Arguably, since I am only managing my own risk, I’m morally superior to the parents who won’t get their kids vaccinated.  But the moral element isn’t what I’m after today, it’s the thought process and how it might be changed.  My daytime job is basically health outreach.  Getting good information about health into the hands of people that need it.  Often I think we’re too timid.  We don’t want to offend anyone.  This keeps us from telling stories in a way that works.

Kids Dying in Swimming Pools

But first, let’s back up.  Swimming pools kill people.  So do guns.  If you let your kids play at a house a swimming pool you increase their risk.  If you let your kids play at a house where there are guns, you  also increase risk for your child.  Stasticaly, the swimming pool is FAR more dangerous.  But we feel more outraged by the guns.  Why?  We’ve accepted drownings as part of life.  Unfortunate accidents.  We think of them as something that happens passively.  An accidental shooting is active.  Someone DID something.  There is more guilt, some of which will always splash back on the parents.

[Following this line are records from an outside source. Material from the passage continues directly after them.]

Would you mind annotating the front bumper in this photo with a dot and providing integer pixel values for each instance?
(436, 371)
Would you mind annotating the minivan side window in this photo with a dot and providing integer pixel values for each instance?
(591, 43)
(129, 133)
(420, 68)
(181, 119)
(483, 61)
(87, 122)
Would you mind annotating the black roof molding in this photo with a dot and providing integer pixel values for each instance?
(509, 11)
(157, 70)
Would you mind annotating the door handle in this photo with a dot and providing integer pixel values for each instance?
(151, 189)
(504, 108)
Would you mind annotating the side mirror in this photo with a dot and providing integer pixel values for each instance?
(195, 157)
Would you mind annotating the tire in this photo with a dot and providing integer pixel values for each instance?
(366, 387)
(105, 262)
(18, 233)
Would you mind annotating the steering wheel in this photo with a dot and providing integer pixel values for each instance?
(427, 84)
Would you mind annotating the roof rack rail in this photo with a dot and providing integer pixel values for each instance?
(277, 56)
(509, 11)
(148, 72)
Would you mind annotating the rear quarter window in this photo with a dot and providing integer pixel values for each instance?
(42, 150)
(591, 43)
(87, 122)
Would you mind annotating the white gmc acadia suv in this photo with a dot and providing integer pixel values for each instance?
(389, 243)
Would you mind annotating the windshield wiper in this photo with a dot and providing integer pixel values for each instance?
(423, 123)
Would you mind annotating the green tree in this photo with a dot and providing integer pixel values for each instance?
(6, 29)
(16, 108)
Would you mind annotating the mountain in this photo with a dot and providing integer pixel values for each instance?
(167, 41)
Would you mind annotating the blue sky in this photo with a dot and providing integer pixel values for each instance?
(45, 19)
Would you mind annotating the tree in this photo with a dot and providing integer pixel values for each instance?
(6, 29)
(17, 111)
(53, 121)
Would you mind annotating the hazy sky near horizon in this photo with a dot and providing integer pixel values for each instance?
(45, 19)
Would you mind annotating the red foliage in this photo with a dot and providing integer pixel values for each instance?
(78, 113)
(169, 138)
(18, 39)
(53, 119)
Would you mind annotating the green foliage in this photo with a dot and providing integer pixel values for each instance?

Just imagine two headlines, without any other facts:

Child Dies in Swimming Pool (add sub-head about tragic unfortunate accident)

Child Killed While Playing With Gun (add sub-head about “could have been prevented” or “poor supervision” maybe “charges pending”)

Both could actually be prevented with about the same level of safeguards and attention, but one we process as passive and one as active.

Now to the vaccines.  Injecting a child with something is active.  Infectious diseases are, like swimming pools, a passive threat.  They are an unfortunate reality.  Tragic, but it happens.  Dying from a vaccination is an active event.  No matter how “correct” the decision may have seemed, that death will feel like the fault of the parent.

But passive and active are constructive, like foreground and background.  It all depends on how the story is told.  Instead of timid recitations of facts, here is how I would do a campaign to encourage parents to vaccinate their children:

Parents Letting Kids Die

Two kids, sitting across the table from each other.  Between them, a gun.  Yes, they are playing Russian Roulette, and Yes, we do show them taking turns and putting the gun to their head, while the parents watch.  Finally, the gun goes off and the kid collapses with the symptoms of swine flu.

Final message? “Take the gun away, get your children vaccinated.”  See? We’ve now converted swine flu into an active risk, and responsibility splashes back on the parents.

If anyone steals this idea, I hope they put it to good use.